Microsoft is exploring a way to credit contributors to AI training data | TechCrunch

According to a job listing, Microsoft is launching a project to estimate the influence of specific training data on the media AI models create.

techcrunch.com/2025/03/21/microsoft-is-exploring-a-way-to-credit-contributors-to-ai-training-data

AI Leaders Challenge AGI Hype with More Grounded Perspectives

A growing number of prominent AI researchers are publicly questioning optimistic predictions about Artificial General Intelligence (AGI). While Anthropic's Dario Amodei predicts human-level AI by 2026 and OpenAI's Sam Altman claims his company knows how to build "superintelligent" systems, others are bringing more measured viewpoints. Thomas Wolf (Hugging Face) calls such predictions "wishful thinking," arguing that breakthrough discoveries require asking entirely new questions—something current LLMs struggle with. Similarly, Yann LeCun (Meta) dismissed the idea that LLMs could achieve AGI as "nonsense," while Kenneth Stanley (Lila Sciences) highlights creativity as a fundamental capability missing from today's AI. These "AI realists" aren't opposing progress but focusing attention on concrete barriers between current technology and truly general intelligence.

Highly recommended watch: Yann LeCun (Head of AI at Meta) talking about realistic AI outcomes:

The AI leaders bringing the AGI debate down to Earth | TechCrunch

Some AI leaders are concerned the AGI race lacks serious evaluations, and are pushing for assessments of things like creativity in AI models.

techcrunch.com/2025/03/19/the-ai-leaders-bringing-the-agi-debate-down-to-earth

New Paper: Why AI Multi-Agents still fail?

A new highly interesting study has identified why Multi-Agent Systems (MAS), where multiple LLM agents collaborate on tasks, aren't significantly outperforming single-agent approaches despite industry excitement. Researchers analyzed five popular MAS frameworks across 150 diverse tasks, identifying 14 distinct failure modes organized into three categories: specification failures, inter-agent misalignment, and verification problems.

Common issues include agents ignoring task specifications, failing to verify outputs, losing conversation history, and poor communication between agents. The research challenges assumptions that simply connecting multiple LLMs automatically leads to better performance. The findings suggest that effective multi-agent systems require more sophisticated orchestration, clearer role definitions, and structured verification mechanisms.

Highly recommended read:

Paper page - Why Do Multi-Agent LLM Systems Fail?

Join the discussion on this paper page

huggingface.co/papers/2503.13657

Tip of the week

Add Memory to Your AI Agents for Better Conversations

This week's tip focuses on enhancing AI agents with memory capabilities - an interesting feature for creating more natural, context-aware conversational experiences.

Why Memory Matters for AI Agents

When building custom AI agents, one of the biggest limitations is their inability to remember previous interactions.

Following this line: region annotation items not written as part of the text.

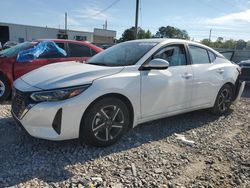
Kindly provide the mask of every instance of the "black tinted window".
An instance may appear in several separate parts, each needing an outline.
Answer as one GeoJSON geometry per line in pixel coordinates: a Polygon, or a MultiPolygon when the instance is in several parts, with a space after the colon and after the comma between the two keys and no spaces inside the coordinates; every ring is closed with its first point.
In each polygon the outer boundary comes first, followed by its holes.
{"type": "Polygon", "coordinates": [[[160,58],[169,62],[170,66],[186,65],[186,53],[183,45],[172,45],[160,50],[154,59],[160,58]]]}
{"type": "Polygon", "coordinates": [[[96,54],[87,63],[102,66],[134,65],[156,42],[123,42],[96,54]]]}
{"type": "Polygon", "coordinates": [[[70,57],[91,57],[90,48],[80,44],[69,43],[70,57]]]}
{"type": "Polygon", "coordinates": [[[59,48],[62,48],[65,50],[65,45],[62,42],[56,42],[56,45],[59,46],[59,48]]]}
{"type": "Polygon", "coordinates": [[[197,46],[189,46],[193,64],[210,63],[207,50],[197,46]]]}

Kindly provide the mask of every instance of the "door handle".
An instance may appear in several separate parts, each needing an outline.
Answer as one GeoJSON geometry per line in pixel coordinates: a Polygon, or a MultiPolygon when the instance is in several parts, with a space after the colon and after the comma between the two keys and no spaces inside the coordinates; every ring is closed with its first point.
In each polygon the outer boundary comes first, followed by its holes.
{"type": "Polygon", "coordinates": [[[193,74],[190,74],[190,73],[185,73],[182,75],[182,78],[185,78],[185,79],[189,79],[193,76],[193,74]]]}
{"type": "Polygon", "coordinates": [[[218,72],[219,74],[222,74],[222,73],[224,73],[224,70],[223,70],[223,69],[218,69],[217,72],[218,72]]]}

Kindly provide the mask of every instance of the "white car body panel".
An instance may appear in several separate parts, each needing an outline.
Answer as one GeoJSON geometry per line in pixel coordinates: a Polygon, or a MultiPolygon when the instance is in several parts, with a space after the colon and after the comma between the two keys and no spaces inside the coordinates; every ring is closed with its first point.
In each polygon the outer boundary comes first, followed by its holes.
{"type": "Polygon", "coordinates": [[[34,87],[48,90],[92,83],[93,80],[116,74],[123,67],[104,67],[77,62],[50,64],[22,76],[22,80],[34,87]],[[55,74],[56,73],[56,74],[55,74]]]}
{"type": "Polygon", "coordinates": [[[76,97],[38,103],[19,121],[34,137],[49,140],[74,139],[79,137],[80,122],[86,109],[93,101],[106,94],[120,94],[130,101],[135,127],[139,123],[212,107],[220,88],[226,83],[235,84],[237,80],[238,66],[222,58],[216,58],[207,65],[191,64],[169,67],[166,70],[140,71],[141,65],[165,45],[188,43],[204,47],[176,39],[151,41],[160,43],[133,66],[105,67],[64,62],[24,75],[14,83],[16,89],[24,92],[92,85],[76,97]],[[222,73],[218,72],[220,69],[223,69],[222,73]],[[62,109],[60,135],[51,126],[59,109],[62,109]]]}

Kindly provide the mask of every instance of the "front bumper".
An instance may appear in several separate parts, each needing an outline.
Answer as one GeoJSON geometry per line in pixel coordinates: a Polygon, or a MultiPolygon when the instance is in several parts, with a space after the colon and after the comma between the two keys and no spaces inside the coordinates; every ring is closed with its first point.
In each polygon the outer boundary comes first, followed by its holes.
{"type": "Polygon", "coordinates": [[[47,140],[79,138],[82,116],[91,103],[91,90],[58,102],[34,104],[31,91],[14,89],[12,116],[31,136],[47,140]]]}

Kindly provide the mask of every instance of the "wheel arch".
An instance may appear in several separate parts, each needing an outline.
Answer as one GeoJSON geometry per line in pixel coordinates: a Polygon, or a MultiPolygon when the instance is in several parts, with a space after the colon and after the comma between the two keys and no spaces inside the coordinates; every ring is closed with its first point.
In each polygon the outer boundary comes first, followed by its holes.
{"type": "MultiPolygon", "coordinates": [[[[133,108],[133,105],[132,105],[132,102],[129,100],[128,97],[126,97],[125,95],[123,94],[120,94],[120,93],[108,93],[108,94],[104,94],[104,95],[101,95],[99,96],[98,98],[96,98],[94,101],[92,101],[88,107],[86,108],[86,110],[84,111],[83,115],[82,115],[82,119],[81,119],[81,123],[80,123],[80,129],[79,129],[79,133],[81,132],[81,129],[82,129],[82,126],[83,126],[83,119],[86,115],[86,112],[89,110],[89,108],[95,104],[97,101],[103,99],[103,98],[106,98],[106,97],[114,97],[114,98],[117,98],[117,99],[120,99],[122,102],[125,103],[125,105],[128,107],[128,110],[129,110],[129,115],[130,115],[130,123],[129,123],[129,128],[128,130],[132,129],[133,128],[133,124],[134,124],[134,108],[133,108]]],[[[79,134],[79,137],[80,137],[80,134],[79,134]]]]}

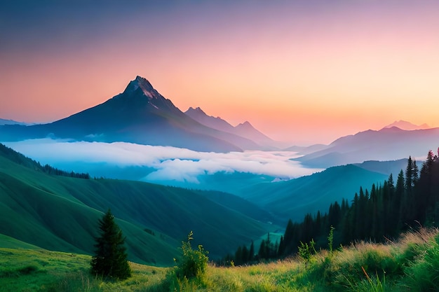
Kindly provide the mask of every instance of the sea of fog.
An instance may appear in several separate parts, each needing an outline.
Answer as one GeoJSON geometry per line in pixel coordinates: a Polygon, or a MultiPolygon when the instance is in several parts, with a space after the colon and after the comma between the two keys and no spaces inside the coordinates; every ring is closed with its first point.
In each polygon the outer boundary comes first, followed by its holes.
{"type": "Polygon", "coordinates": [[[292,159],[291,151],[246,151],[219,153],[198,152],[170,146],[140,145],[126,142],[101,143],[39,139],[2,142],[25,155],[55,167],[92,176],[107,177],[105,169],[113,169],[113,178],[149,182],[175,181],[198,182],[201,175],[217,172],[242,172],[290,179],[323,169],[307,168],[292,159]],[[133,177],[123,175],[130,169],[133,177]],[[147,169],[133,172],[133,169],[147,169]],[[116,170],[114,170],[116,169],[116,170]],[[119,176],[118,176],[119,173],[119,176]]]}

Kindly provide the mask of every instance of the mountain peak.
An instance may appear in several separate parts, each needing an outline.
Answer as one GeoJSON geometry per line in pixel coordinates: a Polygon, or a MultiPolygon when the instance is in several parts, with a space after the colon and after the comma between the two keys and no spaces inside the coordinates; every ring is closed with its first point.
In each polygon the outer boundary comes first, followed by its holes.
{"type": "Polygon", "coordinates": [[[143,95],[149,97],[149,99],[156,99],[161,97],[157,90],[152,87],[149,81],[140,76],[137,76],[135,79],[130,81],[123,94],[133,93],[139,88],[140,88],[143,92],[143,95]]]}
{"type": "Polygon", "coordinates": [[[189,113],[190,114],[191,113],[204,114],[204,115],[207,116],[207,114],[199,106],[197,106],[195,109],[193,108],[192,106],[191,106],[191,107],[189,107],[187,109],[187,111],[186,111],[186,112],[184,113],[189,113]]]}
{"type": "Polygon", "coordinates": [[[384,129],[391,128],[393,127],[396,127],[400,129],[407,130],[428,129],[431,127],[427,124],[422,124],[422,125],[418,125],[412,124],[412,123],[407,122],[406,120],[396,120],[390,125],[387,125],[386,127],[384,127],[384,129]]]}
{"type": "Polygon", "coordinates": [[[243,129],[245,129],[245,128],[249,129],[249,128],[253,128],[254,127],[252,125],[252,124],[250,124],[249,122],[246,120],[244,123],[241,123],[241,124],[238,125],[236,127],[241,127],[243,129]]]}

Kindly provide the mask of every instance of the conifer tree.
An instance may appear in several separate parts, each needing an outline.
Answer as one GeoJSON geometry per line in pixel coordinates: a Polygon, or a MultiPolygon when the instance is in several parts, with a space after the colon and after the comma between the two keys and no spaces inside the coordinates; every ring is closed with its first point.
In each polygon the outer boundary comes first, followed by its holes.
{"type": "Polygon", "coordinates": [[[124,279],[131,277],[125,238],[109,209],[98,223],[100,234],[95,238],[96,251],[91,259],[91,272],[110,279],[124,279]]]}
{"type": "Polygon", "coordinates": [[[253,240],[252,239],[252,244],[250,246],[250,251],[248,251],[248,261],[253,260],[254,256],[255,256],[255,244],[253,243],[253,240]]]}

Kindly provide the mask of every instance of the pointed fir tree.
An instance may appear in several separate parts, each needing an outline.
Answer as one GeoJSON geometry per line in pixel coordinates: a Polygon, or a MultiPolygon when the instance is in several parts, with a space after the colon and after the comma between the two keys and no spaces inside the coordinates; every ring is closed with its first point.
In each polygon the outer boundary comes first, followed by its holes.
{"type": "Polygon", "coordinates": [[[125,279],[131,277],[125,238],[109,209],[98,223],[100,234],[95,238],[96,250],[91,259],[91,272],[105,279],[125,279]]]}

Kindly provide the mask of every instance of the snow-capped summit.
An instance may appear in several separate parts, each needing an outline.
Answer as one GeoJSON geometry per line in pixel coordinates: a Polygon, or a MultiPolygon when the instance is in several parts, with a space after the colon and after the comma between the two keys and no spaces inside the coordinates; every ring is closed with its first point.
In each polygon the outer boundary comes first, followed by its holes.
{"type": "Polygon", "coordinates": [[[130,81],[122,95],[133,93],[139,88],[140,88],[144,95],[150,99],[164,98],[152,87],[149,81],[139,76],[136,76],[135,79],[130,81]]]}

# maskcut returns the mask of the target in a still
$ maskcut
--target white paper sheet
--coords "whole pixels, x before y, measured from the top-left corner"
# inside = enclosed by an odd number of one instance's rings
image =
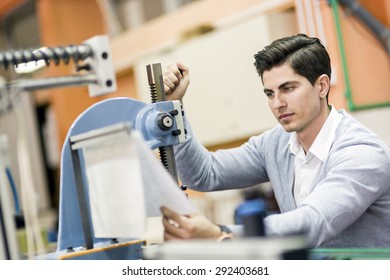
[[[95,237],[140,238],[162,205],[196,212],[141,134],[124,138],[84,149]]]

Without memory, your agent starts each conversation fresh, forcing users to constantly repeat information and context. This creates a disjointed experience that feels unnatural and inefficient.

Implementing a Simple Memory System

The article below details a practical approach to adding memory to AI agents with these key components:

Memory Configuration - Define parameters like maximum message count before summarization and connection details for persistent storage
Conversation Storage - Save user inputs, agent responses, and tool calls in a database for future reference
Context Summarization - Automatically create summaries of past exchanges to maintain manageable context size
Context Retrieval - Fetch relevant conversation history and inject it into the agent's prompt before processing new requests

When to Use Memory

Memory is most valuable for:

Multi-turn conversations where context builds over time
Agents that need to recall user preferences or previous decisions
Applications where users might continue conversations after interruptions

However, for simple one-off queries or when privacy is paramount, you might choose a stateless design instead.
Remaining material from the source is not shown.